Şimdi 2010 yılındayız. 6 Ağustos'da Hiroşima'da yapılan törenlere, Başkan Obama'nın talimatıyla ilk kez ülkede bulunan ABD büyükelçisi de katıldı. Japonlar Obama'ya verilen Barış Nobeli sonrası bu törenlere davetlerini artırdılar. The New York Times'ın haberinde 79 yaşındaki, bombalamalardan sağ kurtulan ve Hiroşima Barış Müzesi eski müdürü Akihiro Takashi "65 yıl geçtikten sonra özür dilemek için bir sebep yok." diyor ve ekliyor "Biz Başkan Obama'dan burada gerçekten nelerin yaşandığını kendi gözleri ile görmesini istiyoruz. Bu ona nükleer silahları ortadan kaldırmak için daha güçlü bir irade verecektir."
![]() |
Hiroşima'nın Bombalanmasının 65.yılı anma töreninde Motoyasu nehrine kağıt fenerler bırakıp, kurbanlara dua eden çocuklar. |
Başkan Obama Prag'da Medvedev ile nükleer silahları azaltma ile ilgili antlaşmalar imzalıyor. 7 yıl içerisinde sahip oldukları nükleer silahları üçte bir oranında düşürmeyi hedeflediklerini iddia ediyorlar. Bu cephede sanki herşey toz pembe gibi bir görüntü verilmeye çalışılıyor dünya kamuoyuna.
Peki seçim öncesi Irak ve Afganistan ile ilgili barış dolu vaatler ile seçmen karşısına çıkan ama Bush dönemi siyasetinden farklı adımlarını henüz görmediğimiz, kanlı ellerini henüz yıkamamışken, avuçlarına nobel barış ödülü bırakılan bir başkanın vaadlerine ne kadar itibar edilir?Bu hareketler olsa olsa İran, Suriye gibi başlarını kaldırmalarına müsaade etmek istemedikleri ülkelerin geliştirmekte oldukları nükleer programları engelleme hakkını kendilerinde görebilmek için yapılmış riyakar adımlardır.

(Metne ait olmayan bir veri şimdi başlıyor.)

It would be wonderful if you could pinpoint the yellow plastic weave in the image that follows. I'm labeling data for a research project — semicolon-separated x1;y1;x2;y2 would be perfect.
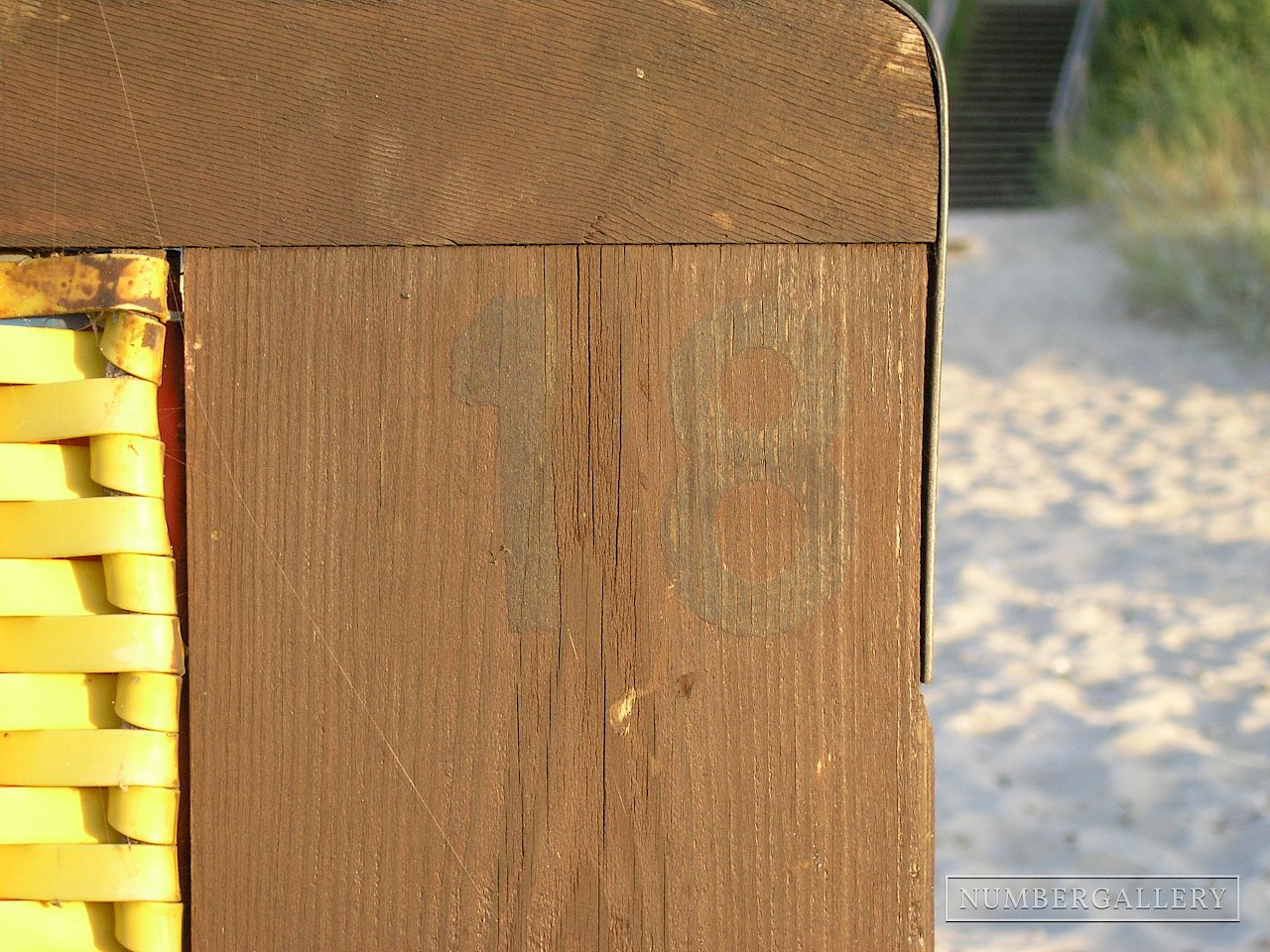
0;255;185;952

Gerçek iyi niyet, gerçek barışçıl yaklaşım ancak Iraktan Afganistana dünyanın dört bir yanına bir tümör gibi invazyon göstermiş militarist ve işgalci yapılanmanın sonlanması ile ikna edici olur.
Resmi olarak silahlanma için nükleer teknolojiyi kullandığı iddia edilen İran, dünyanın en önemli nükleer silah rezervlerinden biri olan ABD tarafından olabildiğine sıkıştırılırken, yanıbaşındaki İsrail'in her gün defalarca insanlık suçu işlediği ve nükleer silahlarını & teknolojisini inkar etmediği halde herhangi bir yaptırıma maruz kalmaması barışçı(!) niyetlerin halisliği konusunda bir kanaate varmamıza yardımcı oluyor.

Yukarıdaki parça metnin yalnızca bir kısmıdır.